His 29th stage victory in Tour history moves him past Bernard Hinault into second of all-time, now just five behind the legendary Eddy Merckx.
Just like his victories in stages one and three, Cavendish bullied his sprint rivals, motoring past the dominant force at the 2013 and 2014 Tours, Marcel Kittel inside the final 500 metres.
There was no drama further down the road, with all of the main protagonists remaining comfortably with the peloton, and Greg Van Avermaet comfortably retaining the yellow jersey.
Sprint ensues after breakaway reeled-in
On a more relaxed day for the peloton than on the previous stage, two riders were allowed up the road in what was a generally flat profile.

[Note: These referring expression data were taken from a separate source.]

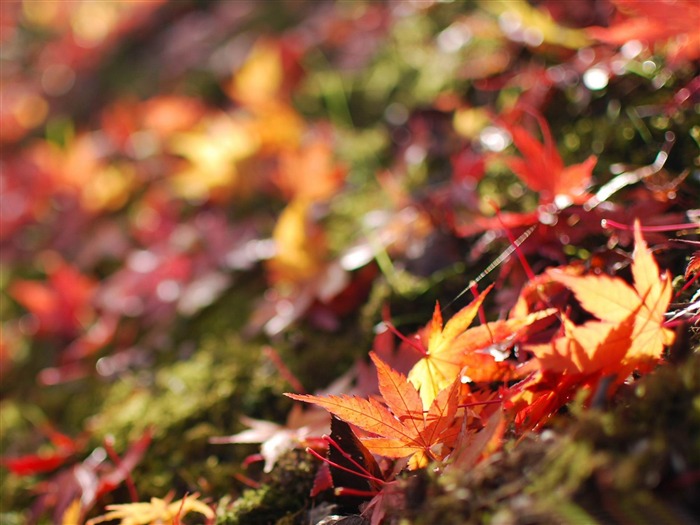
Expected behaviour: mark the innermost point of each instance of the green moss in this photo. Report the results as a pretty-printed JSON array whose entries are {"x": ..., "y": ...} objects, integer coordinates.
[
  {"x": 631, "y": 464},
  {"x": 282, "y": 497}
]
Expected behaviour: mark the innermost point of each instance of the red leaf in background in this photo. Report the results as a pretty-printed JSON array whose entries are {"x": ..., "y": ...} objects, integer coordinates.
[
  {"x": 543, "y": 170},
  {"x": 30, "y": 464},
  {"x": 87, "y": 481},
  {"x": 673, "y": 22},
  {"x": 62, "y": 305},
  {"x": 693, "y": 265}
]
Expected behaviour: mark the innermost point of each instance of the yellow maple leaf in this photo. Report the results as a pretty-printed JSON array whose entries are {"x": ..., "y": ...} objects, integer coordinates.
[{"x": 155, "y": 512}]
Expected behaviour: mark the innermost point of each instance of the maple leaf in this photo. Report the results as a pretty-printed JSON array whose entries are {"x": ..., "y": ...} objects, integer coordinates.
[
  {"x": 278, "y": 439},
  {"x": 213, "y": 154},
  {"x": 156, "y": 511},
  {"x": 453, "y": 350},
  {"x": 595, "y": 346},
  {"x": 62, "y": 306},
  {"x": 543, "y": 170},
  {"x": 671, "y": 22},
  {"x": 401, "y": 428},
  {"x": 616, "y": 303}
]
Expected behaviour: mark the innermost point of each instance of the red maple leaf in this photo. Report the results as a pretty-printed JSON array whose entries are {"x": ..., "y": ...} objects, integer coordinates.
[{"x": 672, "y": 23}]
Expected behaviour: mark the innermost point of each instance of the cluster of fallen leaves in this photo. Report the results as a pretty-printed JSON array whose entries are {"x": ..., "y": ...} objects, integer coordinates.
[{"x": 155, "y": 207}]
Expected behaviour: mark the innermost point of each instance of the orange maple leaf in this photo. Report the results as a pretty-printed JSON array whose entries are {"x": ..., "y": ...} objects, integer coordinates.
[
  {"x": 453, "y": 350},
  {"x": 401, "y": 428},
  {"x": 671, "y": 22},
  {"x": 543, "y": 170},
  {"x": 631, "y": 332}
]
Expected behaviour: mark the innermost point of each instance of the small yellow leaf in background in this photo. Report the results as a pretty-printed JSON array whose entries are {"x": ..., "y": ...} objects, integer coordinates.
[{"x": 156, "y": 512}]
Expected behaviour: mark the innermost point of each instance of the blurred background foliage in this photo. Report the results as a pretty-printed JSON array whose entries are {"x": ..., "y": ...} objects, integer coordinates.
[{"x": 186, "y": 182}]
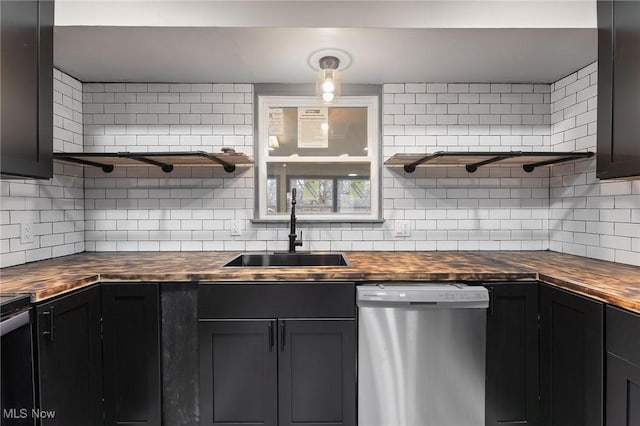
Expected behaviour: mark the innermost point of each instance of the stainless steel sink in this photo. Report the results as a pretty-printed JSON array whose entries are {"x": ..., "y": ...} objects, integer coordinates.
[{"x": 286, "y": 260}]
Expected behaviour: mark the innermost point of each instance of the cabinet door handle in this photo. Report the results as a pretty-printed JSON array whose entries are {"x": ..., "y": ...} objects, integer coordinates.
[
  {"x": 271, "y": 339},
  {"x": 282, "y": 332},
  {"x": 491, "y": 300},
  {"x": 50, "y": 332}
]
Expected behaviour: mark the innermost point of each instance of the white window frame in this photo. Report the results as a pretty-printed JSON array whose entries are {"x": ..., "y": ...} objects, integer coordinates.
[{"x": 372, "y": 157}]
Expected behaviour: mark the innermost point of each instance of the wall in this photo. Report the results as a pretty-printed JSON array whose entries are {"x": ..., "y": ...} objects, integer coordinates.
[
  {"x": 588, "y": 217},
  {"x": 145, "y": 209},
  {"x": 55, "y": 207},
  {"x": 564, "y": 208}
]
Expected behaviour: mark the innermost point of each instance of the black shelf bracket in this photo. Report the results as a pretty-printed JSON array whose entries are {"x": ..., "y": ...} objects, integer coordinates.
[
  {"x": 574, "y": 156},
  {"x": 471, "y": 168},
  {"x": 167, "y": 168},
  {"x": 410, "y": 168},
  {"x": 228, "y": 167},
  {"x": 107, "y": 168}
]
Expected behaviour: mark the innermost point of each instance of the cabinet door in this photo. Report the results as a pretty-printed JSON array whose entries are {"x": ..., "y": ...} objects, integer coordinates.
[
  {"x": 238, "y": 373},
  {"x": 70, "y": 359},
  {"x": 27, "y": 88},
  {"x": 512, "y": 355},
  {"x": 618, "y": 88},
  {"x": 131, "y": 351},
  {"x": 571, "y": 364},
  {"x": 180, "y": 367},
  {"x": 317, "y": 372},
  {"x": 623, "y": 392}
]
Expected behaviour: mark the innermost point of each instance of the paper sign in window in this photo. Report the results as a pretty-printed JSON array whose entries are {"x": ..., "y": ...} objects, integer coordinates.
[
  {"x": 275, "y": 121},
  {"x": 313, "y": 127}
]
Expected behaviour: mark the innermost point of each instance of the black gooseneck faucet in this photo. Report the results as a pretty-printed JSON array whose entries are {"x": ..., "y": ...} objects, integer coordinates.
[{"x": 293, "y": 237}]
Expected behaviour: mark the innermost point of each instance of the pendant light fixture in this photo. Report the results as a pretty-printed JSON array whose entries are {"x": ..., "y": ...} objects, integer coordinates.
[{"x": 328, "y": 83}]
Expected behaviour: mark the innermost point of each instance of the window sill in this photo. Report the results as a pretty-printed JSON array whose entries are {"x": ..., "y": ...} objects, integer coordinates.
[{"x": 337, "y": 220}]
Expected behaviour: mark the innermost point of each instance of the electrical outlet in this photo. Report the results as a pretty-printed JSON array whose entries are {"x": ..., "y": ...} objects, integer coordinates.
[
  {"x": 234, "y": 227},
  {"x": 403, "y": 228},
  {"x": 26, "y": 233}
]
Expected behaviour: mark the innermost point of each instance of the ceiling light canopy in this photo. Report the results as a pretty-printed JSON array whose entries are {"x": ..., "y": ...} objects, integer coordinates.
[{"x": 328, "y": 82}]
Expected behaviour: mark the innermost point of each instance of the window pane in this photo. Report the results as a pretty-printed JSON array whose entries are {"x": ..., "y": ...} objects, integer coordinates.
[
  {"x": 321, "y": 188},
  {"x": 272, "y": 195},
  {"x": 344, "y": 134},
  {"x": 312, "y": 195},
  {"x": 354, "y": 195}
]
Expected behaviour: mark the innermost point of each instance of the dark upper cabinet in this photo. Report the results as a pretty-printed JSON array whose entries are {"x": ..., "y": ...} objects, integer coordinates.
[
  {"x": 131, "y": 352},
  {"x": 571, "y": 359},
  {"x": 26, "y": 92},
  {"x": 238, "y": 370},
  {"x": 623, "y": 368},
  {"x": 618, "y": 89},
  {"x": 512, "y": 354},
  {"x": 317, "y": 372},
  {"x": 70, "y": 359}
]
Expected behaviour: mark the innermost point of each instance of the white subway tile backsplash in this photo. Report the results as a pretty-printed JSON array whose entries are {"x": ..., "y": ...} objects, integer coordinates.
[
  {"x": 578, "y": 199},
  {"x": 448, "y": 209}
]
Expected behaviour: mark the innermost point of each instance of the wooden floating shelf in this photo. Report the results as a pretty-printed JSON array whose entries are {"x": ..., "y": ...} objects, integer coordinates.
[
  {"x": 164, "y": 160},
  {"x": 472, "y": 160}
]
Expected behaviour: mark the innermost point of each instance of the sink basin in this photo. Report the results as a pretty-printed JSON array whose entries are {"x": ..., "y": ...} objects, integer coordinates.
[{"x": 285, "y": 260}]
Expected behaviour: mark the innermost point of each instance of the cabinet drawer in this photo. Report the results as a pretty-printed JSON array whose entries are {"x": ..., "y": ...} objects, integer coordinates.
[
  {"x": 623, "y": 334},
  {"x": 277, "y": 300}
]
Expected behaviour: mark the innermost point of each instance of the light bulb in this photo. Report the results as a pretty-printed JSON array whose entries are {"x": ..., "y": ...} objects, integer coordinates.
[
  {"x": 328, "y": 86},
  {"x": 327, "y": 97}
]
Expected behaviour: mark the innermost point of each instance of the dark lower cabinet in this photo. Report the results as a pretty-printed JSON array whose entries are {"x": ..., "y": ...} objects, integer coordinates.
[
  {"x": 238, "y": 373},
  {"x": 131, "y": 350},
  {"x": 70, "y": 359},
  {"x": 180, "y": 355},
  {"x": 317, "y": 372},
  {"x": 512, "y": 354},
  {"x": 571, "y": 359},
  {"x": 259, "y": 365},
  {"x": 623, "y": 368}
]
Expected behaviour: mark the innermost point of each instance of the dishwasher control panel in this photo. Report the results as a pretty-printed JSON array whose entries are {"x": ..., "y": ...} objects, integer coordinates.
[{"x": 423, "y": 293}]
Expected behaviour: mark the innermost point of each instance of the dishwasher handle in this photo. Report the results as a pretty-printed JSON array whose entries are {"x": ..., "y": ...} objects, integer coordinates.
[{"x": 482, "y": 304}]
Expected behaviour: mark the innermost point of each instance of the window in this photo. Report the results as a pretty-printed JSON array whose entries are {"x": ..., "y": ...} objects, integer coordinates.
[{"x": 328, "y": 153}]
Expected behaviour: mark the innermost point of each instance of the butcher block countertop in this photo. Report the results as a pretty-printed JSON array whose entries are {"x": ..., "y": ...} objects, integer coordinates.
[{"x": 609, "y": 282}]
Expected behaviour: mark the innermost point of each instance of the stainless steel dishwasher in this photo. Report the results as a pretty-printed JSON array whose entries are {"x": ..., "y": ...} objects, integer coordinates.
[{"x": 421, "y": 355}]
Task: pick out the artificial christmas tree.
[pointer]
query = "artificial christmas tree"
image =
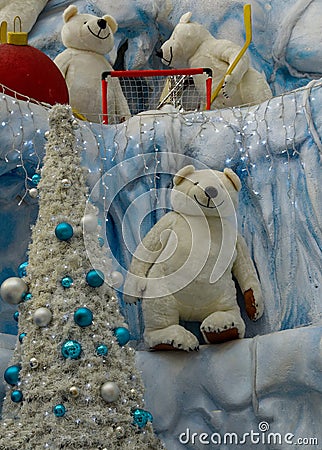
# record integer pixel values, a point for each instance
(73, 382)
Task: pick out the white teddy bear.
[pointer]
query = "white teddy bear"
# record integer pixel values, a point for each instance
(191, 45)
(88, 38)
(183, 267)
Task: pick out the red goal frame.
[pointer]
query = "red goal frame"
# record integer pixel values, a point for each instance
(152, 73)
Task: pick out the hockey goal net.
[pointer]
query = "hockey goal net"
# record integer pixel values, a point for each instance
(147, 90)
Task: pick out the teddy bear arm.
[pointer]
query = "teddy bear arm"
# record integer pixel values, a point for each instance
(151, 246)
(244, 269)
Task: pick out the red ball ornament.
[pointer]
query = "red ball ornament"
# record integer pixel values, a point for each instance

After reeling in the breakaway of Yukiya Arashiro (Lampre-Merida) and Jan Barta of Bora-Argon 18 with 20km to the finish, the sprint teams increased the pace which really stretched the peloton.
The teams were then jostling for position, due to the fact that the finish involved a number of tight bends.
Going into the final 2km there was still no prominant lead train and the sprint was set to be a race-off between the pure speed man.
That was proven to be the case, with Cavendish coming from behind Kittel's wear and searing past the German toward the line.
For a moment it looked as though the Manx Missile may have gone too early, but he did just enough to hold off Kittel and the impressive 24-year Brit Dan McLay.
McLay has shown positive signs for the future with his finishes at his maiden Grand Tour, and the Fortnueo-Vital Concept rider is thought of highly in British sprinting circles.
The day belonged to Cavendish however, who moves back into the green jersey, 22 points ahead of Kittel, who is a further seven points clear of Peter Sagan.
Kittel fumes at finish after being overtaken once more
Despite winning stage four into Limoges, it has not been the start many expected from the powerhouse German Marcel Kittel.
After winning four stages in both 2013 and 2014, it looked as though the East German was ready to take over from Cav as the dominant force in road sprinting.
However, he has now been overtaken twice in the final moments by the Brit and let rip against the organisers in a post-stage interview.
Kittel said: "It’s impossible to ride with a team like this, I don't know why the organisers do it like this."
He continued, complaining about the road layout in the final kilometres, saying, "It goes wide, narrow, wide again. It’s just pure chaos."
Unfortunately the 28-year-old then contradicted himself somewhat after claiming, “There is no tactics," before adding that, "You can win here with smart positioning,” making it seem as though many of his complaints may have risen from frustration having just been pipped to the line once more.